Depois do Prefácio leiam-se também as duas páginas de Introdução. Fica-se com uma ideia geral, o que torna bem mais agradável a leitura do diário do palmilhar por aquelas terras, onde as populações residentes e também os visitantes se submetiam a sacrifícios ingentes para viver e se deslocarem e um local para outro. Das peripécias dessas viagens de uma terra para outra, da luta para aceder a certos locais, da dificuldade para convencer as pessoas sem ser através de altos pagamentos, e também de muitos momentos agradáveis que sempre se proporcionam a quem, como o nosso autor, procura estudas as culturas e as gentes daquela região do mundo, para esse diário, que vai de 5 de Setembro até 22 de Outubro, passarei a palavra, dentro de alguns segundos ao autor.
Registo a forma como descreve a chegada a KASHGAR, no fim da viagem. (Kashgar é o nome da cidade para onde se dirigia o autor – chegar a Kashgar). A última parte da viagem em cima de um camião a desfazer-se aos bocados, o desenvolvimento da arte de mecânico que cada um sempre tem, para conseguir que o chaço andasse mais umas centenas de metros, a intuição de que não se devia arriscar descer a montanha em cima de semelhante arremedo de viatura e o despenhamento, por perda de travões, por um enorme precipício. E depois a alegria de uma refeição normal que já se não comia há quanto tempo e de um banho quente e demorado para fazer amolecer e descolar a poeira que se foi acumulando no corpo no decorrer de muitos dias.
Não posso deixar de referir a graciosidade com que escreve para descrever algumas circunstâncias e que, também neste livro, representa clara arte de ficção. “O ESTARDALHAÇO DAS CARROÇAS PUXADAS POR IAQUES (espécie de búfalo) ERA O ÚNICO RUIDO A COMPETIR COM O MURMÚRIO DO VENTO” “ERA A RESPIRAÇÃO OFEGENTE QUE NOS SERVIA DE ALTÍMETRO”. Para além da capacidade de detectar e descrever pequenas minúcias, quase invisíveis detalhes que só um escritor consegue detectar.

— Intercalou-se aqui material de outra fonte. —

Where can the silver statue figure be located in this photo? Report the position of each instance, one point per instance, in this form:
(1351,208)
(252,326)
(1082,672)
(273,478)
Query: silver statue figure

E fiquei impressionado quando, a certa altura, descrevendo uma celebração local, com danças e músicas, alude a um instrumento, que imagino semelhante a uma flauta, feito com o osso de canela humana.
Em local de livros e de leitura, fecho com uma citação: QUEM NÃO LÊ, NÃO QUER SABER; QUEM NÃO QUER SABER QUER ERRAR. (Miguel Torga)
Espero ter correspondido ao que era esperado.